А около Алеши бурлит толпа. Уже нет здесь «белорыбицы» – она мечется по всей школе, останавливает школьников, педагогов, сторожей и кричит им:

– Этого нельзя допустить! Что же вы стоите? Этого нельзя допустить!

Уже нет около плаката Воробейчика – тот тоже мечется по школе, ищет Ковалева.

Около Алеши бурлит теперь мелкота. Они просто орут:

– Будем учиться на пасху?

– Не будем учиться!

– Гулять! Гулять!

Алеша митингует:

– Нужно перевернуть всю школу, товарищи! Тут пахнет старой гимназией!

В конце коридора на подоконник вскакивает парень и кричит:

– Мы только одного требуем: чтобы было не шесть уроков в день, а три.

Его стаскивают за ноги, и уже другой оратор кричит:

– Нужно открыть мастерские! Если не будет мастерских, я предлагаю бастовать.

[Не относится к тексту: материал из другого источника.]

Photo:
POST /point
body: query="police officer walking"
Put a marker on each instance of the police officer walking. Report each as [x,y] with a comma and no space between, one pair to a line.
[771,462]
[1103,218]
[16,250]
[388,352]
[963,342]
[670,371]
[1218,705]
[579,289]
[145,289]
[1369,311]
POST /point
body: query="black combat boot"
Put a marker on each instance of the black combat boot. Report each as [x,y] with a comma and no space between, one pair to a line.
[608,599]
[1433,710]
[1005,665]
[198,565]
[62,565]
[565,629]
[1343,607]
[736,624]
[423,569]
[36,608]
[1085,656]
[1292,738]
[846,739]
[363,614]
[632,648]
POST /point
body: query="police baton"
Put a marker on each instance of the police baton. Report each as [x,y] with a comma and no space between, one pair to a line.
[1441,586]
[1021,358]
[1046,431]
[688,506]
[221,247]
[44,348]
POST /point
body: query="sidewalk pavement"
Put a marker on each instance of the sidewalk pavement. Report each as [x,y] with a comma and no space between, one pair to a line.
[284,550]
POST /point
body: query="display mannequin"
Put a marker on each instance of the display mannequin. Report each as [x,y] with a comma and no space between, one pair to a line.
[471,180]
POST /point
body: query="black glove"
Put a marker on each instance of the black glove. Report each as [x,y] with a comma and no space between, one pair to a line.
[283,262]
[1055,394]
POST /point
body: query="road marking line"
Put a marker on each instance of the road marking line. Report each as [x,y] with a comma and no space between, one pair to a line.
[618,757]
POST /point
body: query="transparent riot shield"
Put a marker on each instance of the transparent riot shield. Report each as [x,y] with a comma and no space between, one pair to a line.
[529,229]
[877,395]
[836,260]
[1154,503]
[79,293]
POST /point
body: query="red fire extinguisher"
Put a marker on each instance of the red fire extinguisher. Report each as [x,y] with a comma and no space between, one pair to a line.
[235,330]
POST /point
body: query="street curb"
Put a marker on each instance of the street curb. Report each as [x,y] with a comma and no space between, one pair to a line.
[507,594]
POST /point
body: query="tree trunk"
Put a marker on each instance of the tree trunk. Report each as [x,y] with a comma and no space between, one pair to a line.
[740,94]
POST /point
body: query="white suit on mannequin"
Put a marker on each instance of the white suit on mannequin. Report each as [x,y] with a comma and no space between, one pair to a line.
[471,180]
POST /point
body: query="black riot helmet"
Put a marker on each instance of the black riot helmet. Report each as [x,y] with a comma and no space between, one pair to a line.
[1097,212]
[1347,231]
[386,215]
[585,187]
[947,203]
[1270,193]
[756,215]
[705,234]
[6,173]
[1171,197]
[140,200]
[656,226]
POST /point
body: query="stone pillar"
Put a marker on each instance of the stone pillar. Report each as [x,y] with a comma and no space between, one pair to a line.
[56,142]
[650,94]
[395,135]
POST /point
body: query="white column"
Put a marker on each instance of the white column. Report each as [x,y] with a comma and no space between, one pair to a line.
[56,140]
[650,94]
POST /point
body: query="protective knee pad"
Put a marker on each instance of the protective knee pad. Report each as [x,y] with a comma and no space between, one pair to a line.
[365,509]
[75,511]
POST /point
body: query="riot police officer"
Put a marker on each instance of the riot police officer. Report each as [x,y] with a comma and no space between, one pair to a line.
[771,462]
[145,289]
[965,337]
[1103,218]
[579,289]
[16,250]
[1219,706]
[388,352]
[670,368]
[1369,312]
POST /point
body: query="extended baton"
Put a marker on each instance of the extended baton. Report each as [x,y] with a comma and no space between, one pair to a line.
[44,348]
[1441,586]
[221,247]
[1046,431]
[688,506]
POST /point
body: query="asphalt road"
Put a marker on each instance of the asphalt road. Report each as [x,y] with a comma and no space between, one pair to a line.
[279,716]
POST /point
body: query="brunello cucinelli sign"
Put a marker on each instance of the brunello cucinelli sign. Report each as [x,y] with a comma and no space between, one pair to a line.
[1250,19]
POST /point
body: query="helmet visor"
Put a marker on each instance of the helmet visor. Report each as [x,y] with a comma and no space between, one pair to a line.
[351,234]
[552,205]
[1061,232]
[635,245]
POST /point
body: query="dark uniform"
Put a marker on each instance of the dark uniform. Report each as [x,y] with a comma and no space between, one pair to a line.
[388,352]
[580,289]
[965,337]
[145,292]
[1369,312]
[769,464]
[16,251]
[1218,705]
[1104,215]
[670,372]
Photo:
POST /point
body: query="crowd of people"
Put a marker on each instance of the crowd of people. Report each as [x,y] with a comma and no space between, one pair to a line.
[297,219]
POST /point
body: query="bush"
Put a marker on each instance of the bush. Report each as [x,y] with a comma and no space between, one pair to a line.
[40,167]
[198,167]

А в другом конце оратор потрясает кулаками:

– Мне «неуд», а Иванову «уд»? За что?

– Товарищи! Товарищи! – надрывается Воробейчик на втором этаже. – Убедительно прошу: поручите все старостату. Вы не ошибетесь: все будет организованно.

Вернувшись из горкома, Юлька, Лукьянов и Голыш удивленно останавливаются в дверях, услышав, как кричит школа.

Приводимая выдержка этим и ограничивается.